Emsal Mahkeme Kararı İstanbul Anadolu 7. Asliye Ticaret Mahkemesi 2017/818 E. 2020/728 K. 25.12.2020 T.

Görüntülediğiniz mahkeme kararı henüz kesinleşmemiştir. Yararlı olması amacıyla eklenmiştir.

T.C. İstanbul Anadolu 7. ASLİYE TİCARET MAHKEMESİ
ESAS NO : 2017/818 Esas
KARAR NO : 2020/728
DAVA : İtirazın İptali (Ticari Satımdan Kaynaklanan)
DAVA TARİHİ : 24/07/2017
KARAR TARİHİ : 25/12/2020
Mahkememizde görülmekte olan İtirazın İptali (Ticari Satımdan Kaynaklanan) davasının yapılan açık yargılaması sonunda,
İDDİA: Davacı vekili, müvekkili şirket tarafından davalıdan cam alındığını, bedelinin ödendiğini; ancak camların ayıplı çıktığını, bunun üzerine davalıya iade etmek istediklerini; —– tarihinde —– numaralı iade faturasını düzenlediklerini fakat ödemiş oldukları bedelin iade edilmediğini belirterek bu nedenle bedelin iadesi için davalı aleyhine ———— dosyasında icra takibi başlattıklarını; davalının haksız bir itirazla takibi durdurduğunu belirterek; itirazın iptaline, takibin devamına ve davalıdan %20 icra inkar tazminatı tahsiline karar verilmesini talep ve dava etmiştir.

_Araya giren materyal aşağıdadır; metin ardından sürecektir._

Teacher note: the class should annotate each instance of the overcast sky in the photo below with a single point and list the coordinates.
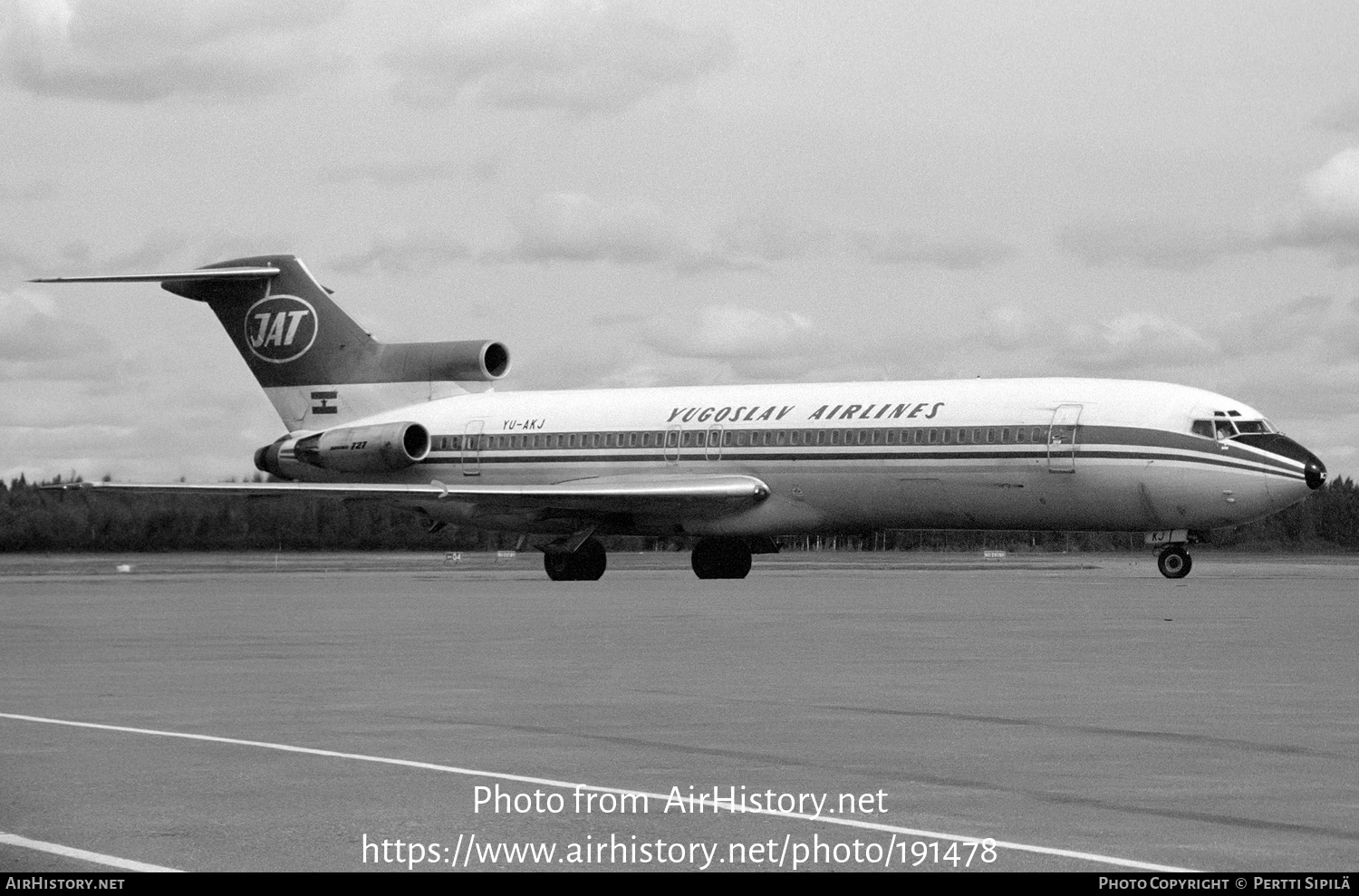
(669, 193)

SAVUNMA: Davalı vekili, müvekkili aleyhine yapılan icra takibi ve açılan davanın haksız olduğunu; taraflar arasında gerçekten cam alışverişinden ötürü ticari ilişki kurulduğunu ancak bu ilişkide kendilerinin alacaklı olduğunu; davacı tarafın bir kısım cam bedelini ödemediğini, bu nedenle bakiye bedel yönünden davacı aleyhine müvekkilince ——- sayılı dosyasında icra takibi başlattıklarını; davacının bu takibe itiraz etmediğini ve takibin kesinleştiğini beyan etmiş; camların ayıplı olmadığını savunmuş ve davacı tarafından ödenen cam bedellerinin iade istenemeyeceğini belirterek davanın reddine karar verilmesini; davacının haksız takipte bulunduğu sebebiyle kötü niyetli takip tazminatına mahkum edilmesini savunmuştur.
İNCELEME VE GEREKÇE : Dava, İİK’nun 67. Maddesi gereğince açılan itirazın iptali davasıdır.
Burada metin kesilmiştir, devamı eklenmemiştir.